CVE-2024-6633, classified as a critical vulnerability with a CVSS score of 9.8, arises from the inadvertent disclosure of default credentials for the HSQLDB setup database within a vendor knowledgebase article. While this database is designed for installation purposes only and not intended for production environments, users who haven’t configured FileCatalyst Workflow to use an alternative database remain susceptible to exploitation from any source capable of accessing the HSQLDB.
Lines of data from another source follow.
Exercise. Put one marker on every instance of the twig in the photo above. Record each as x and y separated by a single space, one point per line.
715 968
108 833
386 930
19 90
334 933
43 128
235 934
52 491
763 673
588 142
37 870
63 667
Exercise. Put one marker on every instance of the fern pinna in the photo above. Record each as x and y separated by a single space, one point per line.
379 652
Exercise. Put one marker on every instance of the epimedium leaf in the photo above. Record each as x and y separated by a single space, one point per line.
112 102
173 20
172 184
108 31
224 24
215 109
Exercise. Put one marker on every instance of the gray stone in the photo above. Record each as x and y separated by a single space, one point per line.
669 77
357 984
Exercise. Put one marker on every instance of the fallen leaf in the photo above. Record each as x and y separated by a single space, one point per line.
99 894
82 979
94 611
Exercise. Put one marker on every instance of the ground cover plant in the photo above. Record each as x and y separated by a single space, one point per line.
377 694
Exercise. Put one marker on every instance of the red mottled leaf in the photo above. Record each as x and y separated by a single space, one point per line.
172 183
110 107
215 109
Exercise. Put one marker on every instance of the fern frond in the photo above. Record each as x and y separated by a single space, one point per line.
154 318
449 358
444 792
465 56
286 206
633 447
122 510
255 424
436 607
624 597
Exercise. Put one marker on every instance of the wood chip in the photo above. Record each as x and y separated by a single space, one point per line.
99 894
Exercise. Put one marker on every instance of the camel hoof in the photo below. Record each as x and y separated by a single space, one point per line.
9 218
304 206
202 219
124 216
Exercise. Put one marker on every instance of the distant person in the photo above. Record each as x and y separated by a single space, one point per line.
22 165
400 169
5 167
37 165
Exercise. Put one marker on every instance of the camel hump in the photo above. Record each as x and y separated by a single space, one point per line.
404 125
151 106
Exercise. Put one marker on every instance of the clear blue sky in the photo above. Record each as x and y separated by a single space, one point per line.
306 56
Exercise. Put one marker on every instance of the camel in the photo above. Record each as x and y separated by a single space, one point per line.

CVE-2024-6632, a SQL injection vulnerability with a CVSS score of 7.2, presents an additional security risk. It allows a super admin user to leverage a specific field within the FileCatalyst Workflow interface to inject and execute malicious SQL commands. This can lead to unauthorized data access, modification, or deletion, resulting in a significant compromise of data integrity and system availability.

Affected Products:

FileCatalyst Workflow 5.1.6 Build 139 and earlier versions

Recommended Action:

Fortra strongly urges all customers using affected FileCatalyst Workflow versions to upgrade to version 5.1.7 or later without delay. This critical update addresses both vulnerabilities and is vital in safeguarding your organization’s data and systems.